O “silêncio ensurdecedor” de uma médica que recebeu os corpos dos nove filhos no hospital em Gaza
Apenas um dos filhos e o marido de Alaa al-Najjar sobreviveram ao ataque aéreo israelita.
Alaa al-Najjar, uma médica palestiniana, despediu-se dos dez filhos antes de sair de casa, na sexta-feira, como fazia todos os dias. Mas este não foi um dia como os outros e aquela foi a última vez que disse ‘adeus’ a nove das crianças.
Com a guerra em Gaza e os bombardeamentos israelitas a aterrar a poucos metros de Khan Younis, na Palestina, deixar os filhos sozinhos em casa era algo que preocupava Najjar, segundo o jornal The Guardian.
Mas não havia muitas opções para a mulher de 35 anos. Alaa al-Najjar, pediatra no complexo médico de Nasser, tinha de trabalhar para cuidar das crianças feridas que sobrevivem, por pouco, aos ataques de Israel.
Algumas horas depois de sair de casa, sete pequenos corpos de crianças mortas pelo ataque aéreo israelita em Khan Younis, chegaram ao hospital. Eram os filhos de Alaa. Das dez crianças, duas ficaram debaixo dos escombros e apenas uma sobreviveu, juntamente com o pai, Hamdi al-Najjar.
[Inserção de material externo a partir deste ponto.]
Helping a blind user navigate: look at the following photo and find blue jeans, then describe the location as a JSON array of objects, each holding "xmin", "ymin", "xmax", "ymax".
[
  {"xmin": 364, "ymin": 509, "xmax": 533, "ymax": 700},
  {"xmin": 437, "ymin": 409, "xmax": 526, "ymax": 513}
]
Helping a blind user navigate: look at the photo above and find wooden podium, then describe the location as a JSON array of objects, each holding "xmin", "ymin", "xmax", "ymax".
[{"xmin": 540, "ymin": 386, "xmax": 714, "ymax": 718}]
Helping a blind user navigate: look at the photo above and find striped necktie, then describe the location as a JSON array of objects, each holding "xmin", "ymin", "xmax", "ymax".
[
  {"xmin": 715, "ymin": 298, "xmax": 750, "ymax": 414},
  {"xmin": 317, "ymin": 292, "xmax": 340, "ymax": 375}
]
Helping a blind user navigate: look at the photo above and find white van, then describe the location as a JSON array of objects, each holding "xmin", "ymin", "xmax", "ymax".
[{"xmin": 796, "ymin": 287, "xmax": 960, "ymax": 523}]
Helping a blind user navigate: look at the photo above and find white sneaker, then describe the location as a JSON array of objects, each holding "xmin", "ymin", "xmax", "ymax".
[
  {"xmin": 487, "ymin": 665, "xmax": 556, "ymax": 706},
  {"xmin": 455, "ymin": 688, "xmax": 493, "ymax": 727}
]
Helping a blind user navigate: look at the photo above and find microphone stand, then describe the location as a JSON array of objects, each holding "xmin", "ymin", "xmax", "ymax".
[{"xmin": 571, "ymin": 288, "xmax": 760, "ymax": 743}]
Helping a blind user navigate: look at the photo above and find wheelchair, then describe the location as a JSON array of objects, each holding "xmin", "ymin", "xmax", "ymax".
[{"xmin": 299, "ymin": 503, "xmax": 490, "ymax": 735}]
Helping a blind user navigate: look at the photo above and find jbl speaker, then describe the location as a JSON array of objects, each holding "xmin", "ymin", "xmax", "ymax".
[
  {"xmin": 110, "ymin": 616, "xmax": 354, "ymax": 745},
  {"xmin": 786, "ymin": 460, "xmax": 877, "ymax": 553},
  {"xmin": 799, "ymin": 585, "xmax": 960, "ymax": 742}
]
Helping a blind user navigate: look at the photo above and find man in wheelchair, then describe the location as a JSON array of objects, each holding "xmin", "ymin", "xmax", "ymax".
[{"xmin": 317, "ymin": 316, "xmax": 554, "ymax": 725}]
Ambos estão internados.
“É uma das tragédias mais devastadores desde o início do conflito”, afirmou Mohammed Saqer, chefe de enfermagem do hospital de Nasser. “E aconteceu a uma pediatra que dedicou a vida a salvar crianças, apenas para ver a própria maternidade roubada num momento de fogo e silêncio ensurdecedor”, acrescentou.
“Quando ouvi que a casa tinha sido bombardeada, instintivamente corri para o meu carro e fui para o local, pois sabia que o meu irmão e os filhos estavam lá dentro”, começou por contar o irmão de Hamdi, Ali al-Najjar.
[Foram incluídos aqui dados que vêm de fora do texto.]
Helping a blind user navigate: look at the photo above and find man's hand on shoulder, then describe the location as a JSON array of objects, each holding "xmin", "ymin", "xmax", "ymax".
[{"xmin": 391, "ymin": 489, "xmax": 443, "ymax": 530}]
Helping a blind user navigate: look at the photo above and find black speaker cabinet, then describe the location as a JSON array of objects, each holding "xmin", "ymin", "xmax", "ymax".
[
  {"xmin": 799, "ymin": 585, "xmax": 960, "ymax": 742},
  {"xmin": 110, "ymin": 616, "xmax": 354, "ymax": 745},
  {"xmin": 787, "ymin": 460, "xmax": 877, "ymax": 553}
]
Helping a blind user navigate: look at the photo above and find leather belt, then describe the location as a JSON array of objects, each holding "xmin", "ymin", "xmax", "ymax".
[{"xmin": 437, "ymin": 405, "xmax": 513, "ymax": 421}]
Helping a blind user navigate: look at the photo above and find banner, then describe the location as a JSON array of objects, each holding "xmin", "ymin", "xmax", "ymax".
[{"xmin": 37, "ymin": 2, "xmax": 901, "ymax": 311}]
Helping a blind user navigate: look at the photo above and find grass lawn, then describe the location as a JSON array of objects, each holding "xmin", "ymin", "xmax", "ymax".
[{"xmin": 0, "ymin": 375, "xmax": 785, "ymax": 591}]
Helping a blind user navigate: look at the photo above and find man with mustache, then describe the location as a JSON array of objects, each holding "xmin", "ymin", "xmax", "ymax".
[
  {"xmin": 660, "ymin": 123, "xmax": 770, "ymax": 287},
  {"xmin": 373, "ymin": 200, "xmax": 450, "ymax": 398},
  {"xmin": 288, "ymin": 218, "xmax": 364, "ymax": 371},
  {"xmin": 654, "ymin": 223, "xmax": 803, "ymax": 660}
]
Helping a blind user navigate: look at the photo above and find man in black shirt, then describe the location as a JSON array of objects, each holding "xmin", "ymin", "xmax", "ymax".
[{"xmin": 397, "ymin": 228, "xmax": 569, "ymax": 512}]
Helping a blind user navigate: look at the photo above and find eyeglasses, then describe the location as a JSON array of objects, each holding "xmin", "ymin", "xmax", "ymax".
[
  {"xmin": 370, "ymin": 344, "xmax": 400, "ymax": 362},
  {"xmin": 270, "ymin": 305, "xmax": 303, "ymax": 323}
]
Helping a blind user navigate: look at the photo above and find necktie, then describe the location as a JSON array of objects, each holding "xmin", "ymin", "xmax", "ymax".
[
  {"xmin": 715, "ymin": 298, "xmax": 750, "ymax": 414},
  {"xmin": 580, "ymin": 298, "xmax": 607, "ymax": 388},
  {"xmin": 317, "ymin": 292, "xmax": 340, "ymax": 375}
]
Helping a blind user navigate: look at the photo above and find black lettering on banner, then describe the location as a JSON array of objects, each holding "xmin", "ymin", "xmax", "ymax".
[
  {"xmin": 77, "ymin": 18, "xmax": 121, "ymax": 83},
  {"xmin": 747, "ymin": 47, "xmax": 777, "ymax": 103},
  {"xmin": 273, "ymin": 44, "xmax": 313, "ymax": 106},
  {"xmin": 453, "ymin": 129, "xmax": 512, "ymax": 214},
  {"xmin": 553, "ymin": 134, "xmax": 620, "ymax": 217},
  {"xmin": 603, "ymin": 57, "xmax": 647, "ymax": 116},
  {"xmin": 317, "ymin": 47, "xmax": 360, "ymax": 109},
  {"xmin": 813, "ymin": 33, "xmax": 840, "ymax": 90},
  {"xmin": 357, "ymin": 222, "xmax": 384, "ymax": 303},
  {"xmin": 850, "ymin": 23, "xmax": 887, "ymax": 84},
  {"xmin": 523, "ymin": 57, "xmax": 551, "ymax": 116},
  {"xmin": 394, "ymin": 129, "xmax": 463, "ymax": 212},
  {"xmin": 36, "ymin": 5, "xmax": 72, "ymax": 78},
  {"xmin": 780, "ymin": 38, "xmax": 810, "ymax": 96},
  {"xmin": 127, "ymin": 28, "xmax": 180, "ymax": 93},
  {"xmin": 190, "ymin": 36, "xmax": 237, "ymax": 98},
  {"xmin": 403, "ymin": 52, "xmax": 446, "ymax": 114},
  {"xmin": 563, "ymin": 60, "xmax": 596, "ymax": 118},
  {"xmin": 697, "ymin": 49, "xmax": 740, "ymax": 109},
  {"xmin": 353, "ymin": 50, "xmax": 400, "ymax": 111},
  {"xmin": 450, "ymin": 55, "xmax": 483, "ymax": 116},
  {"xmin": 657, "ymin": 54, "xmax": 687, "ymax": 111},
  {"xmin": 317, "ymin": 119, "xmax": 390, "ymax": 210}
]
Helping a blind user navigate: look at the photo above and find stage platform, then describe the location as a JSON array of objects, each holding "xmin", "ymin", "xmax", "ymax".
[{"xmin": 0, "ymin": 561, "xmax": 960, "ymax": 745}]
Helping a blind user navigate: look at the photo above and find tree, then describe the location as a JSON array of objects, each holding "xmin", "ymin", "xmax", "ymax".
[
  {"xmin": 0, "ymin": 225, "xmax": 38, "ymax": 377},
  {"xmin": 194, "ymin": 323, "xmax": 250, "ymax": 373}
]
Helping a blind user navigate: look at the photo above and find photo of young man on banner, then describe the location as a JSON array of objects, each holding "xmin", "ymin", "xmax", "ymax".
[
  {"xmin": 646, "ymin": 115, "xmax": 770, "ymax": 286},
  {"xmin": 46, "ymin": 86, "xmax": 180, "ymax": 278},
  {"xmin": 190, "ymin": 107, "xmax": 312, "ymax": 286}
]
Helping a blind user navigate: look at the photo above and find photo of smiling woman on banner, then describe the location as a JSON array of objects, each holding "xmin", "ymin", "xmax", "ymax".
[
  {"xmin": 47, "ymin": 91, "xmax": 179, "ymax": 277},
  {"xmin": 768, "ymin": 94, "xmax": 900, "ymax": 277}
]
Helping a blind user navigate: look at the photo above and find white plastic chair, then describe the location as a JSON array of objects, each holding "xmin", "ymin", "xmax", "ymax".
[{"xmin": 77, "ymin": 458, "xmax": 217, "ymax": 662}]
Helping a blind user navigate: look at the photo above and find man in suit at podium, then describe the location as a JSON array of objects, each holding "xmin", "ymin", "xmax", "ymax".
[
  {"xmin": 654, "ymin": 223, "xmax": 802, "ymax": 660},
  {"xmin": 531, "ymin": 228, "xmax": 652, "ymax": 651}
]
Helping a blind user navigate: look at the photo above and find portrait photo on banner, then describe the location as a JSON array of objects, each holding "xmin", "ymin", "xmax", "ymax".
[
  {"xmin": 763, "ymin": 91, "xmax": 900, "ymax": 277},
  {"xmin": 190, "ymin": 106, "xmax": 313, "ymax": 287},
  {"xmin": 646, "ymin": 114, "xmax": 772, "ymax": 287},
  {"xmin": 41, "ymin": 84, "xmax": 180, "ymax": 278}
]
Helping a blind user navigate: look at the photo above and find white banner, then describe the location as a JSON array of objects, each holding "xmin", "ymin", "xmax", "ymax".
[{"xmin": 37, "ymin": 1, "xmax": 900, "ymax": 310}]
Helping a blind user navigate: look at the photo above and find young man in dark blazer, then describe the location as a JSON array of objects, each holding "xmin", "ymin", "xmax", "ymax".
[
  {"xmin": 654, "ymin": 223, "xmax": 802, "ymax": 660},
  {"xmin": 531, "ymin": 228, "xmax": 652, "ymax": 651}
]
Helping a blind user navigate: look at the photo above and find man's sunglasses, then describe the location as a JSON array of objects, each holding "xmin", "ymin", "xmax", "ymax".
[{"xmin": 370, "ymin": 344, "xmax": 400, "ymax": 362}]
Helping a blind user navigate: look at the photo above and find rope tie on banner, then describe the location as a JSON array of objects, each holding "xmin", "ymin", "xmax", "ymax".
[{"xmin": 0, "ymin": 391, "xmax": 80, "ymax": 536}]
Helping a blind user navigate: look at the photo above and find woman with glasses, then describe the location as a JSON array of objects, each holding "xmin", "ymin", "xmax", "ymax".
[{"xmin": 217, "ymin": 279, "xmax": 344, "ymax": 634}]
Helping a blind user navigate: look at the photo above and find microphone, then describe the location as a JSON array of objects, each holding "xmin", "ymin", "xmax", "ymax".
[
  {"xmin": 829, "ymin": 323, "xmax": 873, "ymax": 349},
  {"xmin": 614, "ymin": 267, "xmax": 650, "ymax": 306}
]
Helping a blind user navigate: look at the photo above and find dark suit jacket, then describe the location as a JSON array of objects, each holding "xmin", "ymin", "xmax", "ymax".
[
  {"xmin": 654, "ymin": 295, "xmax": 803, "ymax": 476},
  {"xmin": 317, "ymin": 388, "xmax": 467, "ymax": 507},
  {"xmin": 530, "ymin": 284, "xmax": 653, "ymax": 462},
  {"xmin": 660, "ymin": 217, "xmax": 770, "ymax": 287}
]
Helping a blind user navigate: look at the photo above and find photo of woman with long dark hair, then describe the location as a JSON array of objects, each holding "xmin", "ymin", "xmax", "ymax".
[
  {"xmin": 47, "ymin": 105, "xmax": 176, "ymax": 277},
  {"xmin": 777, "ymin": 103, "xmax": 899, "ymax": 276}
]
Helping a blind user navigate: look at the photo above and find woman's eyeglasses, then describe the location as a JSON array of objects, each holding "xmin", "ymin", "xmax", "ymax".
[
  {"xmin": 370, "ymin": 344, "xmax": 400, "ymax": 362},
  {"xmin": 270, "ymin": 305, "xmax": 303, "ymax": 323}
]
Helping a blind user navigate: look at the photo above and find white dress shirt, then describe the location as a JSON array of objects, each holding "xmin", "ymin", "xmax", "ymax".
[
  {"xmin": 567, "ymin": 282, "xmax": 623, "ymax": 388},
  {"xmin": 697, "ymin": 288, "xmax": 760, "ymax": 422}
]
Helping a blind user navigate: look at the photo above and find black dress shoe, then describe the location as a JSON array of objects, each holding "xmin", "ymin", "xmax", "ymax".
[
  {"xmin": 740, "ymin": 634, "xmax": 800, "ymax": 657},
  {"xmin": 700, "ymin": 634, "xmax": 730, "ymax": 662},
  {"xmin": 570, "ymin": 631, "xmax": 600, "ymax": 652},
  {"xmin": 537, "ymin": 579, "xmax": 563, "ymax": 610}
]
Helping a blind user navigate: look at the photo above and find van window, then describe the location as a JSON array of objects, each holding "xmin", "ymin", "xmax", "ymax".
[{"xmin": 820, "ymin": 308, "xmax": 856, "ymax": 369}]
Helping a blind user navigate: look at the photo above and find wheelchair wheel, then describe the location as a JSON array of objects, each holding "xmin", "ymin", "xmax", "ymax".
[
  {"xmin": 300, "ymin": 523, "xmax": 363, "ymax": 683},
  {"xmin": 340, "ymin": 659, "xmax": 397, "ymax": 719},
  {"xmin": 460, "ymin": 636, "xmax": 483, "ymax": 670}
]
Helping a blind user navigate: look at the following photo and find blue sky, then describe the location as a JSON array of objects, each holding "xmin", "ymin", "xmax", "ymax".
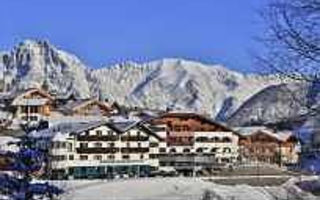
[{"xmin": 0, "ymin": 0, "xmax": 267, "ymax": 72}]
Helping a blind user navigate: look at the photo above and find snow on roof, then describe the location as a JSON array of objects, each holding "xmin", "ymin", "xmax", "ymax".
[
  {"xmin": 0, "ymin": 136, "xmax": 19, "ymax": 146},
  {"xmin": 234, "ymin": 126, "xmax": 294, "ymax": 141},
  {"xmin": 12, "ymin": 98, "xmax": 49, "ymax": 106},
  {"xmin": 30, "ymin": 121, "xmax": 105, "ymax": 138},
  {"xmin": 233, "ymin": 126, "xmax": 268, "ymax": 136}
]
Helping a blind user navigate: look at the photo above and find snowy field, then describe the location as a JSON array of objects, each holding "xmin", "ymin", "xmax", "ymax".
[{"xmin": 52, "ymin": 178, "xmax": 319, "ymax": 200}]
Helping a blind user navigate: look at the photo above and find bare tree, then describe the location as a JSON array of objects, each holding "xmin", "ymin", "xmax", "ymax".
[
  {"xmin": 258, "ymin": 0, "xmax": 320, "ymax": 119},
  {"xmin": 259, "ymin": 0, "xmax": 320, "ymax": 82}
]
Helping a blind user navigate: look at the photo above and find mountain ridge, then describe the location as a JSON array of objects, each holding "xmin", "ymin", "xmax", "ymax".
[{"xmin": 0, "ymin": 40, "xmax": 279, "ymax": 119}]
“Encontrei o meu sobrinho Adam, que sobreviveu, deitado na estrada debaixo dos escombros. Estava coberto de fuligem, as roupas estavam quase rasgadas, mas a alma ainda estava dentro dele. O meu irmão estava deitado no outro lado, a sangrar muito da cabeça e do peito, e o braço decepado. Ele ainda estava a respirar com dificuldade”, recordou o irmão descrevendo o cenário de horror a que assistiu.
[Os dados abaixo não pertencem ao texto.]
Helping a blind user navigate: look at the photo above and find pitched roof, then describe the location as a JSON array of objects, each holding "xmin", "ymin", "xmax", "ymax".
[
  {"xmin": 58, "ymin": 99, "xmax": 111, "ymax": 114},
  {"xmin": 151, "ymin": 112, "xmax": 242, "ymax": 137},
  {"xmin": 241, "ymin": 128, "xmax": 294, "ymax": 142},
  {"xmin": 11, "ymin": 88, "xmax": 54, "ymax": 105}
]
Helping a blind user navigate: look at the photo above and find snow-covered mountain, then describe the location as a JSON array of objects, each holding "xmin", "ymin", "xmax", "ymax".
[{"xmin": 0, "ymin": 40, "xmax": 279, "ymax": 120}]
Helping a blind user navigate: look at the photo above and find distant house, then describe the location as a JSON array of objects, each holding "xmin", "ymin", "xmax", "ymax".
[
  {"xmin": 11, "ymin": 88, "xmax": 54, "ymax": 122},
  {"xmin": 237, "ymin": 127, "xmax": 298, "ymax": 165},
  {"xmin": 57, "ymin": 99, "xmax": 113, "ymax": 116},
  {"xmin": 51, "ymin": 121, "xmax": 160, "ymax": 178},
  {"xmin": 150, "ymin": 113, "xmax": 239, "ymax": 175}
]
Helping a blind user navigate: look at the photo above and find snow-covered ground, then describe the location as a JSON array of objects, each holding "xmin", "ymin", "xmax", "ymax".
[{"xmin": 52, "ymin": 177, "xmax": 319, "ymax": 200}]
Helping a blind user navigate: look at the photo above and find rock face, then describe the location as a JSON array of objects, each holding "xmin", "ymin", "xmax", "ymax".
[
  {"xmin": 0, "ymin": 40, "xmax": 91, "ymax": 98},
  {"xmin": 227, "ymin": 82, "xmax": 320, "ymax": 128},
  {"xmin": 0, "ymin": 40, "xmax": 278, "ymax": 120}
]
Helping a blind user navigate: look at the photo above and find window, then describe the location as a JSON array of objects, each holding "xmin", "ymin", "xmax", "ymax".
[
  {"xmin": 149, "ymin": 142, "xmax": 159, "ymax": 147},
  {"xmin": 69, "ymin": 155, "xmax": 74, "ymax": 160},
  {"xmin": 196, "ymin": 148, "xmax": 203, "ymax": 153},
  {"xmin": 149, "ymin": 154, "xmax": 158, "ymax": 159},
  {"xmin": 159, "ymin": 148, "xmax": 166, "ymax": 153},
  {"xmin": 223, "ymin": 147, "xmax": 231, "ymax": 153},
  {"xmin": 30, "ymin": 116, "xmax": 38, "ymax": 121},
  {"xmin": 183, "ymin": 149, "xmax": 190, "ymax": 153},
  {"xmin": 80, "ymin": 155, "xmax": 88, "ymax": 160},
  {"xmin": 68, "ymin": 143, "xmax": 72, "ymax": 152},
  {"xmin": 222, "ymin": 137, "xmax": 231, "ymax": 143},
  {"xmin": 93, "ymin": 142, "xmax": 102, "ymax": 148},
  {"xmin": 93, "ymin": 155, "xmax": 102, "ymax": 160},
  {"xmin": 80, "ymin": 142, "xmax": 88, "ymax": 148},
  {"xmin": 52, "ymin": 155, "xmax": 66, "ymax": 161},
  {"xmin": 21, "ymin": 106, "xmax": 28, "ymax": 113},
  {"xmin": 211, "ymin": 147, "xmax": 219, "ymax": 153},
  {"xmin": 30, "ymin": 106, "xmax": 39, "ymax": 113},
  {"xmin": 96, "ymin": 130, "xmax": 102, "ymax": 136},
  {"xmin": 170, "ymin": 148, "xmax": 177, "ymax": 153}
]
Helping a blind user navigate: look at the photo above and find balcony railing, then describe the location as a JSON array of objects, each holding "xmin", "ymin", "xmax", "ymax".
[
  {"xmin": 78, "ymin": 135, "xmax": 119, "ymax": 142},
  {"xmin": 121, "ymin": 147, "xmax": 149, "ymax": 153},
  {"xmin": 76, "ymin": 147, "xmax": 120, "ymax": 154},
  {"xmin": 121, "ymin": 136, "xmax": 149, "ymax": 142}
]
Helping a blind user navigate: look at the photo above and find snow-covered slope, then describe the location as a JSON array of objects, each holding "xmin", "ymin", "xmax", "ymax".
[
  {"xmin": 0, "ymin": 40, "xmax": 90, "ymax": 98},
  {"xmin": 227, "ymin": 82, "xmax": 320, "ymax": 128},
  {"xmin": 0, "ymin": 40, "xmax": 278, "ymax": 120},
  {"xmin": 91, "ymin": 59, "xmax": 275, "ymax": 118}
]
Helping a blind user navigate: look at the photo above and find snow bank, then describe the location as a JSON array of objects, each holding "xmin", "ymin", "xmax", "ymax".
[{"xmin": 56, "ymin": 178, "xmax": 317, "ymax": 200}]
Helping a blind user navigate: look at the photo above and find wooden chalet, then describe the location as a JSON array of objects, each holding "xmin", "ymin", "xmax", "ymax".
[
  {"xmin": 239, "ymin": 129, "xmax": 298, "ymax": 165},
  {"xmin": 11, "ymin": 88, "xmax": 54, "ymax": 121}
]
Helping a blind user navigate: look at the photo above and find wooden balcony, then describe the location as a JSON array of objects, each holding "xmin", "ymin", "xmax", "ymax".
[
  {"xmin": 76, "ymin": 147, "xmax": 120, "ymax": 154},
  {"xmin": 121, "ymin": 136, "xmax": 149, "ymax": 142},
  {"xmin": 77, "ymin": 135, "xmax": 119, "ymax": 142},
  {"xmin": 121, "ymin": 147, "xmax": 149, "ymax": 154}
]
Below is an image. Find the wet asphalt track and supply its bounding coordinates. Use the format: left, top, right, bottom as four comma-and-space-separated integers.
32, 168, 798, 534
Ali al-Najjar chamou a equipa médica e trouxe os dois sobreviventes para o hospital. De seguida, foi procurar os nove sobrinhos desaparecidos.
“Comecei a procurar à volta da casa, na esperança de encontrar alguma das crianças, porque assumi que a bomba os pudesse ter projetado para fora de casa”, prosseguiu o cunhado da pediatra.
“Mas depois, infelizmente, apareceu o primeiro corpo carbonizado”, afirmou Ali.
Os restantes corpos foram encontrados, depois do fogo ter sido extinto, “alguns mutilados e todos estavam queimados”.
A mãe correu imediatamente para casa e chegou no momento em que os socorristas estavam a retirar o corpo da filha Revan dos escombros. Em lágrimas, Alaa al-Najjar pediu que a deixassem segurar a menina uma última vez.
“O corpo [de Revan] estava completamente queimado na parte de cima. Não restou nada da pele ou carne”, disse Ali.
Os corpos do filho mais velho de 12 anos, Yahya, e da menina de seis meses, Sayden, ainda não foram encontrados.
Segundo testemunhas do hospital que transferiram os corpos das crianças um por um para a morgue, as queimaduras foram tão graves que a própria mãe não conseguiu identificá-los.
“Alaa foi à morgue, segurou os filhos nos braços, recitou-lhes o Alcorão e rezou por eles”, disse Ahmed al-Farra, diretor da ala de pediatria do hospital de Nassar. “As outras médicas à volta dela desabaram de tristeza e raiva, mas Alaa permaneceu serena. Deus enviou paz ao seu coração”, contou o diretor.
Depois das crianças terem sido sepultadas, a mãe dirigiu-se de imediato ao hospital para cuidar do filho e do marido.
“O marido sofreu várias lesões - danos cerebrais e fraturas causadas por estilhaços, além de feridas por estilhaços e fraturas no peito. A condição do filho é relativamente melhor – os ferimentos variam entre os moderados e os graves”, explicou o diretor do hospital.
“Ela estava preocupada constantemente com os filhos, quando estava no hospital. Assim que ouviu que uma casa tinha sido bombardeada na vizinhança de Qizan al-Najjar, o coração de mãe sentiu que algo estava errado”, disse Farra.
As crianças chamavam-se Yahya, Rakan, Ruslan, Jubran, Eve, Revan, Sayden, Luqmen e Sidra.